Attraverso un piccolo ponte, percorro un vicolo a caso, mi lascio trasportare dall'ispirazione. Il vicolo mi porta a un altro piccolo campo e al sagrato di una chiesa. Un musicista suona l'arpa, solo qualche passante, solo pace e la brezza del mare.
A due passi da me una delle chiese più belle di Venezia: la Basilica di Santa Maria della Salute, anch'essa ex-voto alla Madonna per la liberazione dalla peste. Impossibile non scorgerla (e non restare affascinati dalla sua meravigliosa cupola), che svetta in fondo al Canal Grande, proprio di fronte al bacino di S. Marco. Visitare Santa Maria della Salute è d'obbligo (ingresso tra l'altro gratuito): al suo interno non ci si può perdere la Discesa dello Spirito Santo di Tiziano e altre sue opere negli interni della Sagrestia (pagando solo 3 euro).
Dorsoduro trasuda arte: questa zona di Venezia è particolarmente ricca di musei, quali ad esempio il Peggy Guggenheim, la Galleria dell'Accademia, il Museo del '700 di Ca' Rezzonico e la Galleria di Palazzo Cini. Tutto intorno botteghe d'arte, gallerie, spazi espositivi.
Io ho scelto di visitare il Peggy Guggenheim Museum, a 5 minuti a piedi da Santa Maria della Salute. Ospitato all'interno del settecentesco Palazzo Venier dei Leoni, acquistato dalla mecenate d'arte americana Peggy Guggenheim (ex moglie dell'artista Max Ernst), raccoglie la sua collezione d'arte privata. Una collezione d'arte contemporanea intima e concentrata, ma molto viva e suggestiva, diversa dalla classica visita a un museo.

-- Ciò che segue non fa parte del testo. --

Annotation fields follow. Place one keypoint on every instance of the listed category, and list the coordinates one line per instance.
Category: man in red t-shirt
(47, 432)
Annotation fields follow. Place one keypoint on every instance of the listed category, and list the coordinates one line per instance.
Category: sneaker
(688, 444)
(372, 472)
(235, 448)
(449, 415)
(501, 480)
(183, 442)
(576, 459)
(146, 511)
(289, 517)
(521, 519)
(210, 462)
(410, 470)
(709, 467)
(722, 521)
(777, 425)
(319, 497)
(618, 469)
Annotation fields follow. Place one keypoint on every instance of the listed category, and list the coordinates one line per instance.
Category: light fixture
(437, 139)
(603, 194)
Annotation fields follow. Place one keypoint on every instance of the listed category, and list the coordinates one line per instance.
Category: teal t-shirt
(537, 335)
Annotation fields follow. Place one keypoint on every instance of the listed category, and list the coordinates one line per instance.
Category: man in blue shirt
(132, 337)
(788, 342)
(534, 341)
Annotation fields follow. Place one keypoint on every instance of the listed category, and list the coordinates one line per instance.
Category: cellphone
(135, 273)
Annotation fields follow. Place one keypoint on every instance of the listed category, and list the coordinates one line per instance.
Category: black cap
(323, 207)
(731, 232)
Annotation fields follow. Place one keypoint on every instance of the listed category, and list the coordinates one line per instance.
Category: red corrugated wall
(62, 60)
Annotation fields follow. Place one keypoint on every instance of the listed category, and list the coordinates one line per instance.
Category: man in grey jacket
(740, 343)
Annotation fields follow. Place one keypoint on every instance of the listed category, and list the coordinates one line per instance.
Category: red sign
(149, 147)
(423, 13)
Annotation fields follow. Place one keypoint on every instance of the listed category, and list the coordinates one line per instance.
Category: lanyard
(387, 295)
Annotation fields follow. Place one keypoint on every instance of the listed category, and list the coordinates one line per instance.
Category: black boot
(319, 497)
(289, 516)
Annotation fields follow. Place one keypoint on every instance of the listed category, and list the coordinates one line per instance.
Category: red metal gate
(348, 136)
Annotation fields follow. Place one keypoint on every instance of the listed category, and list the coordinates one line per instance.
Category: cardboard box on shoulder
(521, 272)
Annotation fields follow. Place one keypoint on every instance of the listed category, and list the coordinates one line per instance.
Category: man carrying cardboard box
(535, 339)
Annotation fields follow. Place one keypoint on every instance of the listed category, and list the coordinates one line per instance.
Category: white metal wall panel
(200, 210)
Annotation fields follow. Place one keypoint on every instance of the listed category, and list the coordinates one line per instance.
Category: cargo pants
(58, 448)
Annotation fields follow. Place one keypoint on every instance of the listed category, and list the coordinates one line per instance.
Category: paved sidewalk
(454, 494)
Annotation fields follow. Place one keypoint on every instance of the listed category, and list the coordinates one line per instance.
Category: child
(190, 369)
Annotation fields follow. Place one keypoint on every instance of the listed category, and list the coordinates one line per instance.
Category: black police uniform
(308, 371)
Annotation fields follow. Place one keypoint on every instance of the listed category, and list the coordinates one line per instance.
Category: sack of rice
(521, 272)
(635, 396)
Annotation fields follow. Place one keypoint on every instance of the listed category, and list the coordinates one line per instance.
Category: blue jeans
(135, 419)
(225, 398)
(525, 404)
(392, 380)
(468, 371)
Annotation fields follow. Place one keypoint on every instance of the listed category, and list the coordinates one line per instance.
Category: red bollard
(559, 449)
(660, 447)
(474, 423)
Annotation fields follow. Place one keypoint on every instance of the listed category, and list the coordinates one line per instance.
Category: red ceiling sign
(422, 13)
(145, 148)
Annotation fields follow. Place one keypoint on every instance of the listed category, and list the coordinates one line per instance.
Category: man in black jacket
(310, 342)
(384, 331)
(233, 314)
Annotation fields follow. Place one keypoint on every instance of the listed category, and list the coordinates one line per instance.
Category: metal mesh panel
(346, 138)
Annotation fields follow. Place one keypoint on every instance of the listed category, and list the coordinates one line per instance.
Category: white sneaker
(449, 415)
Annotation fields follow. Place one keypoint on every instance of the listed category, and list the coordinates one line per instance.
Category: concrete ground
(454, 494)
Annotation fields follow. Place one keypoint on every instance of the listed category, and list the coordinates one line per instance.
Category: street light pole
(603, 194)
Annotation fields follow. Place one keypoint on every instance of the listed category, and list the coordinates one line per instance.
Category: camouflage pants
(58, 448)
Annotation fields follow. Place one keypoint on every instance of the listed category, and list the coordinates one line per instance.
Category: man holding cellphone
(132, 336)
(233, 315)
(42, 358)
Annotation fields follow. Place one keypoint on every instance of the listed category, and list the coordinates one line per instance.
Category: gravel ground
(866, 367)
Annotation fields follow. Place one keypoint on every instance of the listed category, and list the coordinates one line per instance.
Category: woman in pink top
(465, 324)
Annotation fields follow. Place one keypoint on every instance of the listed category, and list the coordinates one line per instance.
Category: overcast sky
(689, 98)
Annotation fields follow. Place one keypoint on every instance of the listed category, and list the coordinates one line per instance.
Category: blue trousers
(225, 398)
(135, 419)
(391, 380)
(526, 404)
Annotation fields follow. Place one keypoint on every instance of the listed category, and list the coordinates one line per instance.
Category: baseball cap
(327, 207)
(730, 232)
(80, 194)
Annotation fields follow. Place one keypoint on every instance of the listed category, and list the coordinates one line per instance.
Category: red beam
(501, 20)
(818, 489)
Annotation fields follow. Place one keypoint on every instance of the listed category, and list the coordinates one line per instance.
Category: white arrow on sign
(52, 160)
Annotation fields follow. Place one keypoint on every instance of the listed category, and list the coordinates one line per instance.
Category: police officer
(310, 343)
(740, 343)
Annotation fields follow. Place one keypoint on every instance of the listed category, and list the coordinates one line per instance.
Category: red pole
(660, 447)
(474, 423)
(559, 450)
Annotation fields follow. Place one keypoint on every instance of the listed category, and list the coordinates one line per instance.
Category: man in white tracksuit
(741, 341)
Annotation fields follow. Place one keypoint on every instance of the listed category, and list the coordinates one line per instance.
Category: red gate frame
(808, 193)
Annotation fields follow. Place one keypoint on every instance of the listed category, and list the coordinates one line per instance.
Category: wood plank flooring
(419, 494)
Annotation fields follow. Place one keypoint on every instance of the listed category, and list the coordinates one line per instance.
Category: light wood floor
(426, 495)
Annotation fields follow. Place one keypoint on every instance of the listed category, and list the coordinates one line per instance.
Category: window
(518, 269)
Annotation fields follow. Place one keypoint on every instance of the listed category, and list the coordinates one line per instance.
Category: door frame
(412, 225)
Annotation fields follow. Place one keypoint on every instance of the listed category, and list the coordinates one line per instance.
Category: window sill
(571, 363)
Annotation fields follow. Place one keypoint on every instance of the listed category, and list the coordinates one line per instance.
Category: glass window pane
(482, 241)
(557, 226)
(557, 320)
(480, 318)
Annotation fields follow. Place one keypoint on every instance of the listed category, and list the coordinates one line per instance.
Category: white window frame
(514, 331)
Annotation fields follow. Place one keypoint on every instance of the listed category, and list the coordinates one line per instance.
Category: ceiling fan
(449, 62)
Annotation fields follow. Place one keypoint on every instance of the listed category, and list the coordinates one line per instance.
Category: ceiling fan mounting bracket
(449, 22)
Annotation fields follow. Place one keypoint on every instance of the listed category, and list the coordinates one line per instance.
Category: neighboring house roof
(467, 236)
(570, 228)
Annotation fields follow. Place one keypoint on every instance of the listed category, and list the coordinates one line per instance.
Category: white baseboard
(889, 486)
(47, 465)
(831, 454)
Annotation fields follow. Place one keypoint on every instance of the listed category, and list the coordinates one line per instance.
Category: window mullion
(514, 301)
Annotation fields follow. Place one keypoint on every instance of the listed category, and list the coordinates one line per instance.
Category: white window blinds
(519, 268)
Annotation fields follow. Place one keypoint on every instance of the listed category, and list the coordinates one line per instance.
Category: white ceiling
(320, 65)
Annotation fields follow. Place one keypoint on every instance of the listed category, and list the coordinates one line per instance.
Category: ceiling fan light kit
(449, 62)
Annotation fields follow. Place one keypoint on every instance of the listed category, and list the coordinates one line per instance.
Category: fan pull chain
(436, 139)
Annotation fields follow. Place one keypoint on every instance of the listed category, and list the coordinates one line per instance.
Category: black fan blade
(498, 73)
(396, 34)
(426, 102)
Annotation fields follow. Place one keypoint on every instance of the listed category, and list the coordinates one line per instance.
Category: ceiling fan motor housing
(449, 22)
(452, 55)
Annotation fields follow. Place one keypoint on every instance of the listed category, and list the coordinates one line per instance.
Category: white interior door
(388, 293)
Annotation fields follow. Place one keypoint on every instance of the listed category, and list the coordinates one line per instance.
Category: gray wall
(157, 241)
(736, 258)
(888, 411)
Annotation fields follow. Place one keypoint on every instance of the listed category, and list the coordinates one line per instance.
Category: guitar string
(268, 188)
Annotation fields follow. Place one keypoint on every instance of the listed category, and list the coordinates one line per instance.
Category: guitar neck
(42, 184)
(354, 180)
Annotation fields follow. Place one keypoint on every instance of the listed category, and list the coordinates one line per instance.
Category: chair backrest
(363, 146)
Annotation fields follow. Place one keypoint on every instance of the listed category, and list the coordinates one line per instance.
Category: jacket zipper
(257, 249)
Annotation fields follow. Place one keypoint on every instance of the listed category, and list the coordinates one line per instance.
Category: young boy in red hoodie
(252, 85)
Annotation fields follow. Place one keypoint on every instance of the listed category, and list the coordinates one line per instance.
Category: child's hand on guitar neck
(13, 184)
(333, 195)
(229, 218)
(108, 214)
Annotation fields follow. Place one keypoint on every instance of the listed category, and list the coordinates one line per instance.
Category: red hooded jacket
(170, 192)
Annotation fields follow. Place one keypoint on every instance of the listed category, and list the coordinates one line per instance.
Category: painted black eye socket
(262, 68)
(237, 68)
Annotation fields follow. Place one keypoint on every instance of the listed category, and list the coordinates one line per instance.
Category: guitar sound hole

Nelle sale che furono il salotto e le stanze di Peggy Guggenheim sono esposte le opere (pittoriche ma anche di scultura) di Picasso, Mirò, Ernst, Chagall, Dalì, Magritte, Pollock, Duchamp, Fontana, ovvero il meglio del modernismo americano, ma anche del surrealismo e del futurismo italiano. Le foto d'epoca mostrano come erano arredate le stanze quando Peggy ci viveva. Mi sento come un'ospite a casa sua e non mi stupirei di incontrarla girando l'angolo (purtroppo Peggy è morta l'anno in cui io sono nata).
Ciliegina sulla torta il giardino interno, intimo e suggestivo, che ospita sculture di arte contemporanea e dove si trova sepolta la stessa Peggy (oltre ai sui amati cani), e il cortile-terrazza che affaccia in posizione spettacolare, direttamente su Canal Grande.
Peggy (oramai mi permetto di chiamarla per nome) aveva ragione quando scrisse:
"Si è sempre dato per scontato che Venezia è la città ideale per una luna di miele ma non solo, ma è un grave errore: vivere a Venezia, o semplicemente visitarla, significa innamorarsene e nel cuore non resta più posto per altro."